Überschwemmungen in Baden-Württemberg: Ist der Klimawandel schuld?

Risikofaktor Starkregen

In der Statistik für jährlichen Niederschlag liegt Baden-Württemberg im Bundesdurchschnitt recht hoch. Für die Überschwemmungen der letzten Tage ist allerdings das Phänomen ausschlaggebend, dass eine große Regenmenge in einer kurzen Zeit fällt – dann spricht man von Starkregen (siehe Wetterlexikon).

Anstieg Niederschlagsextreme in den letzten Jahrzehnten
Zunahme der Starkregenereignisse im Zeitraum 1960 bis 2006

Solche Ereignisse hat es bereits vor dem Klimawandel gegeben, aber die Anzahl von Niederschlagsextremwerten hat bundesweit in den letzten Jahrzehnten zugenommen, wie die Grafik zeigt. In einigen Regionen Baden-Württembergs kommt es derzeit ungefähr an 20 Tagen pro Jahr zu Starkregenfällen mit einer Niederschlagsmenge von mindestens 20 Millimetern. Eine Studie des Umweltbundesamtes hält eine Zunahme dieser Ereignisse um bis zu sechs Tage (im südlichen Schwarzwald) in der nahen Zukunft (2021 bis 2050) für möglich.

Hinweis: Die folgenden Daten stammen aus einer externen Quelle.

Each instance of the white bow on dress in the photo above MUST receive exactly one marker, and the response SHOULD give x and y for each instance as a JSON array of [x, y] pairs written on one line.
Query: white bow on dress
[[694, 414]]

Steigendes Unwetterpotenzial

Prognose über Anstieg der Niederschlagextreme
Mögliche Zunahme der Tage mit Starkniederschlag für die Nahe Zukunft

Ob ein Starkregen zu Schäden führt, hängt natürlich von vielen Faktoren ab, wie zum Beispiel der Fläche, auf der er niedergeht und im städtischen Bereich von der baulichen Infrastruktur. Außerdem sind Klimaphänomene so komplex, dass jede Statistik Raum für Interpretationen und Diskussionen lässt. Dennoch zeichnet sich der Trend zu einem wärmeren Klima immer deutlicher ab, und mit einem wärmeren Klima steigt auch das Unwetterpotenzial tendenziell an.